Cerebrotonic Cato may
Extol the Ancient Disciplines
But the muscle-bound Marines
Mutiny for food and pay.

Caesar's double-bed is warm
As an unimportant clerk
Writes I DO NOT LIKE MY WORK
On a pink official form.

Unendowed with wealth or poetry,
Little birds with scarlet legs,
Sitting on their speckled eggs
Eye each flu-infected city.

Altogether elsewhere, vast
Herds of reindeer move across
miles and miles of golden moss.
Silently and very fast.

~ W.H. Auden, in The Zoo of the New ed. Nick Laird and Don Paterson (New York, 2017), 110.

The outlaws in the mountain caves? Really existed. Meet the baguadae, a shadowy group of rebels in fifth century Spain and France, who have been seen as a group of lower-class freedom fighters against the tyranny of the late Roman state.

The tax defaulters? Upper class families in the empire's cities (scholars usually call them civic elites) opting out of their traditional social and financial responsibilities to fund the building of infrastructure and public buildings; host circuses, chariot races, and other entertainments; and serve in government positions was a well-known problem in the late Roman world; the imperial state's fading abilities to collect taxes (especially in the western Empire), has been one of the explanations put forward for its collapse.

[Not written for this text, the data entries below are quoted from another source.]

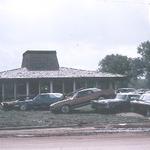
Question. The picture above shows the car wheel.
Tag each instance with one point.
(148, 113)
(23, 107)
(1, 107)
(132, 109)
(65, 109)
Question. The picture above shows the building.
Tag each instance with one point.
(40, 72)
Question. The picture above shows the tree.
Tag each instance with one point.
(144, 51)
(115, 64)
(137, 68)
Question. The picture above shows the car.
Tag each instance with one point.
(120, 104)
(80, 98)
(125, 90)
(41, 101)
(142, 106)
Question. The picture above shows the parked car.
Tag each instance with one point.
(142, 91)
(41, 101)
(142, 106)
(120, 104)
(80, 98)
(125, 90)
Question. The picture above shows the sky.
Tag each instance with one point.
(82, 32)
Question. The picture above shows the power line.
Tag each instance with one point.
(141, 2)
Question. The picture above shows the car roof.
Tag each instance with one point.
(92, 89)
(51, 94)
(130, 93)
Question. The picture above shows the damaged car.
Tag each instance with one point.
(120, 104)
(142, 106)
(80, 98)
(40, 102)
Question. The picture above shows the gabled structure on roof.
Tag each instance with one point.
(40, 72)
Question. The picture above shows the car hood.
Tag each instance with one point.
(17, 102)
(140, 102)
(108, 100)
(61, 102)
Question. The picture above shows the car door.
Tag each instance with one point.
(83, 97)
(41, 102)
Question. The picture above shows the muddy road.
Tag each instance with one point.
(96, 142)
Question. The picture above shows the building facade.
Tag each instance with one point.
(40, 72)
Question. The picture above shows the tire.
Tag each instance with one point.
(147, 113)
(1, 107)
(65, 109)
(132, 109)
(23, 107)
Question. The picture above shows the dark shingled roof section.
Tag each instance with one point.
(24, 73)
(40, 60)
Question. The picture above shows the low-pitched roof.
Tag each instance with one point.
(24, 73)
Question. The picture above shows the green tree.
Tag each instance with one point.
(115, 64)
(144, 51)
(137, 68)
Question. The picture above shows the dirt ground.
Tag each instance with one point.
(79, 118)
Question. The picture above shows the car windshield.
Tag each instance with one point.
(121, 96)
(145, 97)
(56, 95)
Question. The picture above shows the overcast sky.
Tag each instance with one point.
(81, 31)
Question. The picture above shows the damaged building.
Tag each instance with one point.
(40, 72)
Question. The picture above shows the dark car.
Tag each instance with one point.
(41, 101)
(80, 98)
(120, 104)
(125, 90)
(142, 106)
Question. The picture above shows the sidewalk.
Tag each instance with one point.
(70, 131)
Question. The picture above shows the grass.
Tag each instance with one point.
(84, 116)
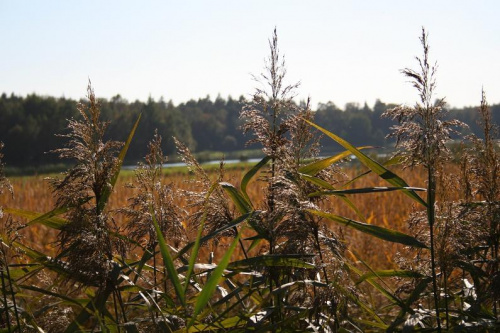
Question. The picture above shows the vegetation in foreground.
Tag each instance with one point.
(152, 265)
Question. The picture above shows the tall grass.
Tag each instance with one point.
(294, 243)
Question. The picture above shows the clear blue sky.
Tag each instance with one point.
(341, 51)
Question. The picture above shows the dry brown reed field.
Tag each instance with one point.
(294, 243)
(388, 209)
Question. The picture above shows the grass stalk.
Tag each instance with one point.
(431, 216)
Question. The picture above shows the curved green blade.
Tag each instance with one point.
(379, 232)
(376, 167)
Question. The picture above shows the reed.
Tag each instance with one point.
(293, 243)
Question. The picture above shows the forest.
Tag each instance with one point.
(28, 124)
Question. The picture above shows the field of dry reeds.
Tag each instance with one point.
(294, 243)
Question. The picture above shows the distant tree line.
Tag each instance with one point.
(28, 125)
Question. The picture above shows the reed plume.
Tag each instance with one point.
(86, 241)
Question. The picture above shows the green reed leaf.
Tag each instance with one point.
(211, 285)
(168, 261)
(107, 190)
(239, 199)
(250, 174)
(376, 167)
(272, 260)
(315, 167)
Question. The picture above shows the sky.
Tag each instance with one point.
(340, 51)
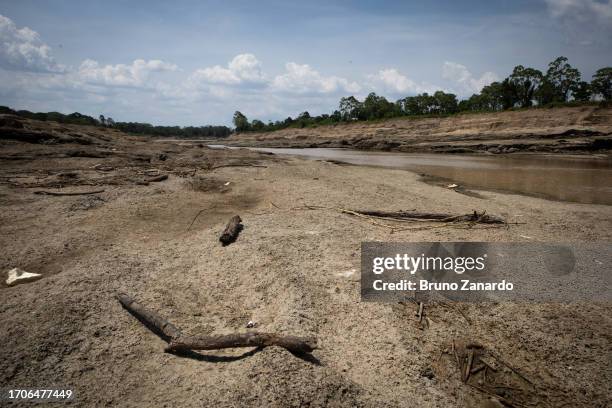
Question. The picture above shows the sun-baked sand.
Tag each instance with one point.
(293, 270)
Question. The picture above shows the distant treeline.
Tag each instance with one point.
(77, 118)
(561, 85)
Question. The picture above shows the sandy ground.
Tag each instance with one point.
(570, 130)
(292, 270)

The private rites of magic? One of the most fascinating and bizarre bits of Greco-Roman religion are the mystery cults. (I tell you, I cannot wait for someone to write speculative fiction based on the absolute gold mine of creativity that is the mystery cults.)

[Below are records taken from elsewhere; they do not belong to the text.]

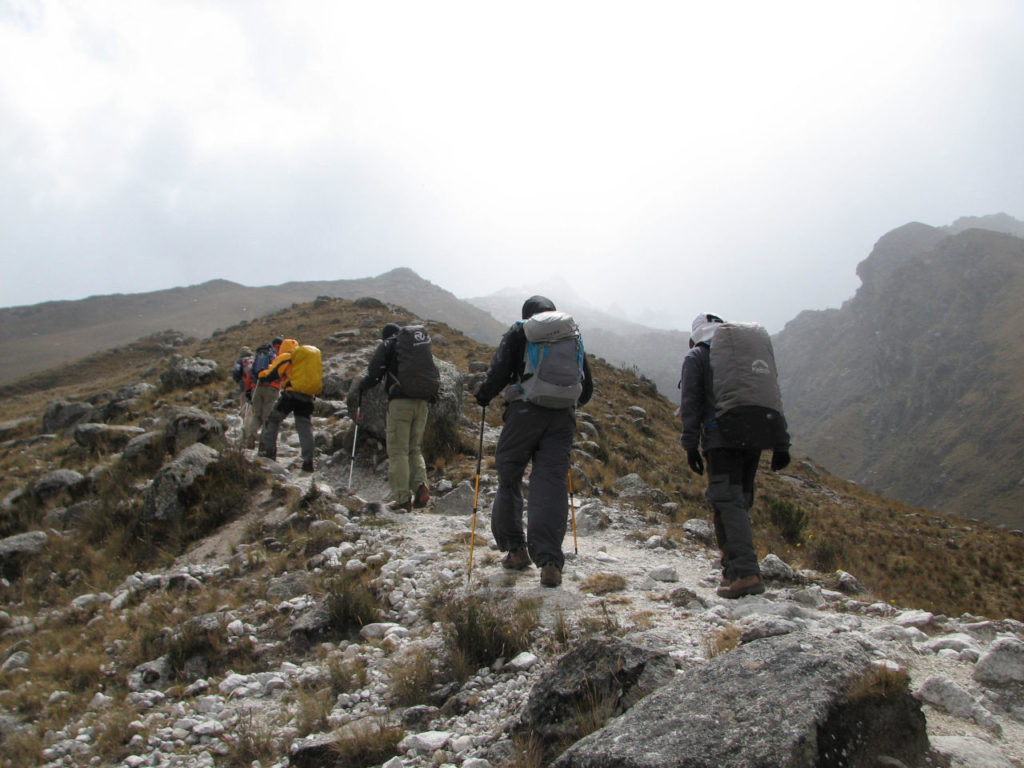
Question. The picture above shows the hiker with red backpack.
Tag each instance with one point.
(264, 393)
(731, 408)
(403, 359)
(298, 371)
(540, 364)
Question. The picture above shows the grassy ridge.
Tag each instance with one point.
(902, 554)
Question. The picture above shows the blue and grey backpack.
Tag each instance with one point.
(553, 360)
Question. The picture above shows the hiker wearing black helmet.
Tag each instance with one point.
(404, 359)
(731, 438)
(264, 392)
(540, 424)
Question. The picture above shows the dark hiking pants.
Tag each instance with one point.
(730, 493)
(302, 407)
(544, 436)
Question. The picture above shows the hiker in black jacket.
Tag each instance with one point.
(730, 469)
(543, 435)
(407, 421)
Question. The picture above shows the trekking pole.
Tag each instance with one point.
(476, 495)
(355, 435)
(576, 548)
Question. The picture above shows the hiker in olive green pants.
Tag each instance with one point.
(407, 418)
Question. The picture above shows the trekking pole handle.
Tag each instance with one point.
(476, 496)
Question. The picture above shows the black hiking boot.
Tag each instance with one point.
(551, 576)
(516, 559)
(749, 585)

The literati with imaginary friends? Based on the letter writing that was going on, accurate.

The military mutinying for food and pay (or to get their general into a position of power)? Happened all the time.

The flu-infected cities? Waves of disease are known to have struck the late antique world, thought scholars have recently pushed back against the idea of an overwhelmingly destructive outbreak of plague in the sixth century Mediterranean.

And those are only the first things that come to mind! I can't immediately think of historical echoes for formal dress getting fancier, Cato, the clerk complaining about their job in the margins of an official document, but that's not to say they aren't there. Auden was professor of poetry at Oxford in 1956-1961, a time when Oxford was an important centre for late Roman studies--among other connections worth noting, during Auden's professorship the great late antique historian Peter Brown was just beginning his career. It wouldn't surprise me if there are more late Roman Easter eggs worked into the poem that I haven't spotted.

None of that matters for appreciating the poem as a poem, of course, but hopefully knowing these little details adds an additional level of enjoyment to your reading experience.